ドイツワイントピックスでは、皆さんにブログとは違った真面目な一面をお見せしております。
さて今回のテーマは、
「モーゼル地方の新しい団体設立について」
でお送りします。
ドイツワインは年々輸出量を伸ばし、2022年2月までの1年間のドイツワイン全体の輸出量は、昨年と比較してなんと33%も増加したようです。
中でも輸出量で驚くべき成長を見せた産地がモーゼルです。
ドイツワイン輸出協会(VDW)の輸出統計によるとモーゼル地方の輸出量は前年(2020年)との比較で27,5%以上の伸びを見せています。
海外輸出国の順位としては、アメリカ、中国、カナダ、ノルウェーと続きます。
いつもドイツワインの輸出先として名の上がるイギリスは、最近までエントリークラスのワインが中心だったそうですが、高価格のドイツワインの輸出の割合が増えているようです。
そんな中、またモーゼルでさらなる品質改革起こそうとする団体が現れました。
その名も「Maxime Herkunft Mosel マキシム ヘアクンフト モーゼル」です。
日本語では、“モーゼルの起原への信念”。
この団体は、2017年に設立されたマキシム ヘアクンフト ラインヘッセンのモーゼル地方版でザールからテラッセンモーゼルまでの30の醸造所によって設立されました。
4月22日に発表されたばかりで、まだマキシム ヘアクンフト モーゼルのホームページ等はなく、公式の格付けや決まりは発表されていませんが、ラインヘッセンの同団体と同じ様な内容になるとのことです。
今回は、マキシム ヘアクンフト ラインヘッセンのホームページより、規定をご紹介します。定めている決まりはVDP(高級ドイツワイン生産者連盟)と似ています。

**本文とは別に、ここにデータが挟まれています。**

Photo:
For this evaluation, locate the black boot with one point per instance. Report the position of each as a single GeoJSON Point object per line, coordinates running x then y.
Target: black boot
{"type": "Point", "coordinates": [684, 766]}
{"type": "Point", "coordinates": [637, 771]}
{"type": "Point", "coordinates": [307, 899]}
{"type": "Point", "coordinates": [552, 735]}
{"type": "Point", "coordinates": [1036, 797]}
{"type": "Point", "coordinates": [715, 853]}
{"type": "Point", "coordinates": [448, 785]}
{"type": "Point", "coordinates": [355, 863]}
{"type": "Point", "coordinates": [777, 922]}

グーツヴァイン、オルツヴァイン(村名入り)、ラーゲンヴァイン(畑名入り)と別れていて名乗る範囲が狭くなるほど収量も低くリリースも遅くなります。
グーツヴァイン・・・・醸造所の名刺代わりとなるワイン。
オルツヴァイン(村名入り)・・・・その村の最高の畑のぶどうから造られるその土地を代表するワイン。地域の代表的なぶどう品種の使用、十分に熟したぶどうを使用すること、最大収量75hl/ha、翌年の4月1日よりリリース可能。

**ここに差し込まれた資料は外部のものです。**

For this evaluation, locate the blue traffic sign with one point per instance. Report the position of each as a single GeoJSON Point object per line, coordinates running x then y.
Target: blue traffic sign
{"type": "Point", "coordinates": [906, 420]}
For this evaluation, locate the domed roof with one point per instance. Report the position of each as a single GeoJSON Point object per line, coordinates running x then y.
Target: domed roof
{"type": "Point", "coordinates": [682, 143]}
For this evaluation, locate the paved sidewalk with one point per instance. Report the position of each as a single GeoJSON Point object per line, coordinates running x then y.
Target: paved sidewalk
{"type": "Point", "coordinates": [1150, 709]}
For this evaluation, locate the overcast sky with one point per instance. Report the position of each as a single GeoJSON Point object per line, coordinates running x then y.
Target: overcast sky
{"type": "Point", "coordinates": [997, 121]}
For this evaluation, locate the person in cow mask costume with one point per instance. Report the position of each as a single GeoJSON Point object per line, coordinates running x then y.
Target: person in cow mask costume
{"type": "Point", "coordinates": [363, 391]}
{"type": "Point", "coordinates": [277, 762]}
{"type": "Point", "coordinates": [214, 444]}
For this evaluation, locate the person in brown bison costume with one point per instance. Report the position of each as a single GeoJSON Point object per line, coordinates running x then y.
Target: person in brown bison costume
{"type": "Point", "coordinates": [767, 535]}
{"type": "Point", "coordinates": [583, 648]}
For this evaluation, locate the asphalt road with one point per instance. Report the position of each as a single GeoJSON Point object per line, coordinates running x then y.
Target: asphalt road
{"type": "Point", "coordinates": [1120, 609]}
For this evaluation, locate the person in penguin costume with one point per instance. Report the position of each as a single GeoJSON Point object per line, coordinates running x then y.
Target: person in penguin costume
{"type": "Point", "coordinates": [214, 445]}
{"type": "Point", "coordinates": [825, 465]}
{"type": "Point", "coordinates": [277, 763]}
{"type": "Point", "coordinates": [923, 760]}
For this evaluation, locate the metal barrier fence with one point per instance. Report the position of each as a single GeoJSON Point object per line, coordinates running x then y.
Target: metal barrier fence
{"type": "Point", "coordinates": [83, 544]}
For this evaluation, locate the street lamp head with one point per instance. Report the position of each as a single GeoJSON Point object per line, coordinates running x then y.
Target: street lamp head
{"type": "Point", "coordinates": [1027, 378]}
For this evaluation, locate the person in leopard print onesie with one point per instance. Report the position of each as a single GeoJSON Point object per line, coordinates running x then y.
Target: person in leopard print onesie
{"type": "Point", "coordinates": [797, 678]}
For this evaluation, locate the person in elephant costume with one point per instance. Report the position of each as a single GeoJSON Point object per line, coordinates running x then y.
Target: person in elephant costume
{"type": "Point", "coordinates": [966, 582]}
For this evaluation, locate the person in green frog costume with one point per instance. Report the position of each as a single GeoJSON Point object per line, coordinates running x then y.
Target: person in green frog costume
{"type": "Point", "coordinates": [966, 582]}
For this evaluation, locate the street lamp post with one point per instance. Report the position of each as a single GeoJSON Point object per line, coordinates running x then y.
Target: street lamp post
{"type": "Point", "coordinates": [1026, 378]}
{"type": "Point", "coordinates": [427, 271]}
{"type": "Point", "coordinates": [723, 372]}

ラーゲンヴァイン(畑名入り)・・・・歴史的、気候的、地質学的に地域最高峰の畑のぶどうを使用。
その地域の伝統的なぶどう品種を使用し、55hl/ha以下の収量
制限、丁寧な選果を要する。翌年の9月よりリリース可能。
本当にVDPとそっくりなシステムのような気がしてなりませんが、銘醸地モーゼル地方の品質をより高めて注目を集めるという発展的な動きの一つです。
今後モーゼルのトップ生産者たちの加入を進めていくそうですが、モーゼル地方では進める上で、まだ大きなハードルがあります。
VDPモーゼルは、まだマキシムヘアクンフトへの加入を認めていないのです。
(VDPラインヘッセンでは認められています)
このような動きを含め年々、ドイツ全体で品質向上への改革が進んでいます。
今でもドイツには素晴らしい生産者さんが多くいますが、これらの生産者さんがお手本となり他の生産者さんを引っ張っていくことで、今後まだまだ驚くような品質のワインを産出する生産者が出てくることでしょう。
以上の意味でもやはり、今目が離せない産地です。
ドイツワインを久しく飲んでいないという方はぜひ、一度試してみてください。
以前との品質の変化に驚くことかと思います。